Monday, October 19, 2009

A patronizing attitude: abolish lower standards for women in chess

by Kelsey Zimmerman

There was a great op-ed in the Wall Street Journal earlier this week about a game that seems to be an unlikely candidate for gender discrimination: chess. Unlike other competitive activities, chess is one where very few people could argue that sex matters. It is not an issue of physical prowess, where males are generally stronger and faster than females and standards are adjusted accordingly for women. Chess is a wholly intellectual activity; its main requirements are excellent strategy and timing skills. So it would be logical for there to be no disparity in how men and women are judged in the realm of chess.

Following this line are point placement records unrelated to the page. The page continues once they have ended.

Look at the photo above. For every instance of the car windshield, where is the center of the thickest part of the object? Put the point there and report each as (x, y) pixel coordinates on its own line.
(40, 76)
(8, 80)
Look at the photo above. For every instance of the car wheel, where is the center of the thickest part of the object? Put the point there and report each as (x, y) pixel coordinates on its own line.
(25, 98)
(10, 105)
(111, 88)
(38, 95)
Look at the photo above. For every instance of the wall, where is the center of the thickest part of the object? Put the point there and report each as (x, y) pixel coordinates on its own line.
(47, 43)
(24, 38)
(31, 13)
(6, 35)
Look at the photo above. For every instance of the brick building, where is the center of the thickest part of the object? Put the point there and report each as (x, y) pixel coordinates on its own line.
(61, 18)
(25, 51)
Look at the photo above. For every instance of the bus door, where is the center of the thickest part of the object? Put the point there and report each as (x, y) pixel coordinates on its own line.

Sadly, this is not the case. The World Chess Federation persists in having anachronistic rankings that insult women by having lower point standards for attaining the ranks of grandmaster and international master. Instead of giving the all-encompassing titles of grandmaster or international master, they receive the titles of “woman” grandmaster and “woman” international master despite the fact the “male” titles have no preface of “man”. Ultimately, it is significantly easier to attain these “female rankings”. This is not only unfair; it is downright demeaning to suggest that women should aspire to a lower standard than male chess player. The bottom line: the WCF seems to think that women are less intelligent than men.

The woman’s international master and women’s grandmaster titles were originally instituted in 1950 and 1976, respectively. The idea that women were intellectually inferior to men was more acceptable in the 1950’s, and it’s understandable, if not particularly palatable, that this “woman’s” title was instituted, as least in 1950. But by 1976 the perception of women had changed radically enough that we can reasonably ask why the second sexist standard was instituted. Either way, it’s unacceptable, in 2009, to allow the same sexist and degrading standards to continue in this modern age of equality and women’s rights. Chess rankings should be decided on the basis of ability; gender should not factor into the equation at all.

A separate but no less crucial issue is the dearth of women in the chess world in general. It wasn’t until 1991 that a Hungarian chess player named Susan Polger finally became the first woman to attain the lauded title of grandmaster by meeting the performance standards for women. Strangely, the proliferation of Internet chess, where gender is more invisible, has allowed many women to have the access to expert training and practice. This was more challenging before the advent of online chess because of hostile attitudes within male-dominated chess clubs. Still, women only make up 10% of the WFC and only 2% of its top 1000 players. High-ranked women cite several reasons for this, from lack of funding for female chess players from sponsors, to the uncompetitive nature of women, and to the solitary nature of chess, which is apparently undesirable for women. But whatever the reason, it’s clear that competitive chess is one area in which women still have far to go.